There is an introductory article for each receptor and ion channel family, which reviews the properties, nomenclature and classification of each receptor and channel family. Curated lists of the genes encoding human, mouse and rat GPCRs, VGICs and LGICs can be viewed as HTML pages that list the approved IUPHAR nomenclature, have links to the receptor or channel page in the database, give the name of the primary endogenous ligand or physiological ion, human, rat and mouse gene names and provide links to the Entrez Gene database for all three species. Alternatively, the gene lists can be downloaded as Microsoft Excel spreadsheets, which additionally include the HGNC, RGD and MGI identifiers, genomic location, RefSeq nucleotide and protein accession numbers and SwissProt and Entrez Gene identifiers for human, rat and mouse.

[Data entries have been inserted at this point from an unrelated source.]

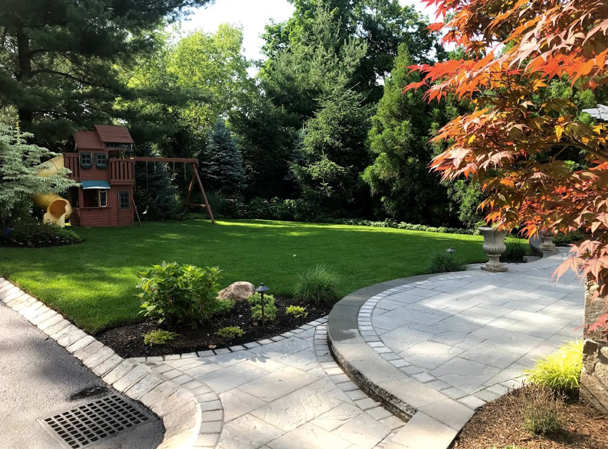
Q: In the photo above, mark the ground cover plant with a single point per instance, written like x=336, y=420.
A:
x=501, y=424
x=93, y=283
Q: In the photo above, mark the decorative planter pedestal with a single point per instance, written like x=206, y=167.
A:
x=494, y=246
x=547, y=244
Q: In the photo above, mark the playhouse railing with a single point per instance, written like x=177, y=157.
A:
x=70, y=161
x=121, y=171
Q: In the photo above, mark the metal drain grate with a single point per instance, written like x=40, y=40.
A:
x=90, y=423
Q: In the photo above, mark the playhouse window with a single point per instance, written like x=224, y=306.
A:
x=86, y=160
x=103, y=198
x=124, y=200
x=101, y=160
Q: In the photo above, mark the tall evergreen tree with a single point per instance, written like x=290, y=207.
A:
x=221, y=162
x=399, y=176
x=333, y=153
x=57, y=58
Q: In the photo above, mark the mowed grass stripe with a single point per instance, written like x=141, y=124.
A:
x=93, y=283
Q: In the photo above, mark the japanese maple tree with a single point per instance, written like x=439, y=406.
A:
x=516, y=139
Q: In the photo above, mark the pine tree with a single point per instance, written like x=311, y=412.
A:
x=333, y=152
x=399, y=176
x=221, y=162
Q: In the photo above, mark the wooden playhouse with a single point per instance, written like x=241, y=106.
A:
x=103, y=164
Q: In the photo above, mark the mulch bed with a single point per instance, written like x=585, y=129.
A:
x=128, y=341
x=499, y=424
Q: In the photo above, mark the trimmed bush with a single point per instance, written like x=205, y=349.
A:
x=224, y=306
x=562, y=239
x=316, y=286
x=443, y=262
x=179, y=294
x=230, y=332
x=270, y=310
x=34, y=234
x=159, y=337
x=561, y=370
x=297, y=311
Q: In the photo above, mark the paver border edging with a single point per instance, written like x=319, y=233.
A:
x=429, y=412
x=179, y=409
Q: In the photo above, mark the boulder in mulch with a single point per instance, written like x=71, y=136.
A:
x=238, y=292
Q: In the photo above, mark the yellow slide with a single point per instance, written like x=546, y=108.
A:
x=58, y=209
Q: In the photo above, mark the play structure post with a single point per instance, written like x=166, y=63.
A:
x=200, y=184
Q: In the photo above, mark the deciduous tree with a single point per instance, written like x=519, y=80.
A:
x=516, y=140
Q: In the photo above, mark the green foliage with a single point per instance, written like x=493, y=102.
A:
x=19, y=170
x=159, y=337
x=270, y=310
x=224, y=306
x=34, y=234
x=444, y=262
x=560, y=370
x=562, y=239
x=60, y=60
x=154, y=188
x=316, y=286
x=333, y=152
x=221, y=166
x=516, y=250
x=230, y=332
x=179, y=294
x=402, y=126
x=541, y=410
x=297, y=311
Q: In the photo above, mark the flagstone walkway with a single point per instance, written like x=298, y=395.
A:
x=452, y=343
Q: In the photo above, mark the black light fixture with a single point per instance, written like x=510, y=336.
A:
x=261, y=290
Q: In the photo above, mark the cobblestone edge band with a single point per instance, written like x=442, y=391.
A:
x=180, y=410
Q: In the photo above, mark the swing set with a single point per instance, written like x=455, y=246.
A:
x=195, y=178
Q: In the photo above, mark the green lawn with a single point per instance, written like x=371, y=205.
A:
x=94, y=283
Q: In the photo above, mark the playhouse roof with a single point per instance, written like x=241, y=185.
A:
x=88, y=140
x=113, y=134
x=103, y=134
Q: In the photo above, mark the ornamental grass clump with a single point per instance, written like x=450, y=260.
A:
x=179, y=295
x=270, y=310
x=316, y=286
x=541, y=410
x=561, y=370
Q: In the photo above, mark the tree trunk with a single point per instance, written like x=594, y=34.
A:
x=24, y=74
x=594, y=378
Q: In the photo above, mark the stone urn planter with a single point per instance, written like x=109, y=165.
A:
x=494, y=246
x=547, y=244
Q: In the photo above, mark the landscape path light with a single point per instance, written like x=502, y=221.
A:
x=261, y=290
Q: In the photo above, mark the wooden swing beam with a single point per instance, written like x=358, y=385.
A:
x=195, y=176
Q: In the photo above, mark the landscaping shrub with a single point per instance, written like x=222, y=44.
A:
x=179, y=294
x=159, y=337
x=541, y=410
x=316, y=286
x=516, y=251
x=561, y=370
x=443, y=262
x=270, y=310
x=562, y=239
x=224, y=306
x=33, y=234
x=297, y=311
x=230, y=332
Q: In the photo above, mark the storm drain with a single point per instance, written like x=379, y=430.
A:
x=95, y=421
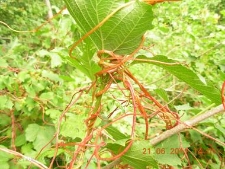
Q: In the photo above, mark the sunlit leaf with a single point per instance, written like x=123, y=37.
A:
x=184, y=74
x=122, y=32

The Evolving Pharmacology subcommittee of NC-IUPHAR monitors the literature for reports of new ‘pairings’ of GPCRs with endogenous ligands, for example, the recent emergence of estrogen as an endogenous ligand for GPR30 (40). A webpage (http://www.iuphar-db.org/latestPairings.jsp) gives details of recent developments in this area. A ‘hot topics’ page (http://www.iuphar-db.org/hotTopics.jsp) contains brief summaries of important developments in receptor and ion channel pharmacology. An RSS feed (http://www.iuphar-db.org/feed.xml) provides details of the latest items added to the database.

DISCUSSION AND FUTURE DIRECTIONS

The aim of the IUPHAR-DB project is to create a richly annotated resource giving pharmacological, genetic, functional and anatomical information on a subset of drug targets that are of particular importance in the treatment of disease and in the development of new medicines. Uniquely, the content of the database is peer reviewed by international experts and the drug targets are defined unambiguously using IUPHAR-approved nomenclature. Only drugs that are potent and selective, used clinically or are important in understanding structure–activity relationships are included.

The future development of IUPHAR-DB will include the addition of further classes of drug targets, such as the nuclear receptors (41) and receptor tyrosine kinases. Refinements to the database will include the provision of more sophisticated search tools and the development of ‘ligand-centered’ pages, which will aggregate information on the pharmacology of individual drugs, as an alternative entry point to the database.

Although there are other databases that document aspects of the molecular biology and pharmacology of GPCRs and ion channels, IUPHAR-DB is the first in the public domain to integrate curated structural, physiological, pathophysiological and quantitative pharmacological data across a wide range of drug targets. Intended as an international resource for students, scientists and the interested public, the website receives over 3500 unique visitors from ∼80 countries each month.

DATA AVAILABILITY

IUPHAR-DB is freely available at http://www.iuphar-db.org with online help at http://www.iuphar-db.org/helpPage.jsp. SQL dumps of the datasets can be supplied on request to curators@iuphar-db.org.

SUPPLEMENTARY DATA

Supplementary Data are available at NAR Online.

FUNDING

British Pharmacological Society (through their Anniversary Strategic Initiatives Fund); UNESCO (through the ICSU Grants Programme); Incyte; GlaxoSmithKline; Novartis; Servier; Wyeth. Funding for Open Access Publication charges were waived by Oxford University Press.

Conflict of interest statement. None declared.

ACKNOWLEDGEMENTS

We thank the Executive Committee of IUPHAR for its sustained support of the project and the NC-IUPHAR Subcommittee members and individual experts for their contributions to the content of the database.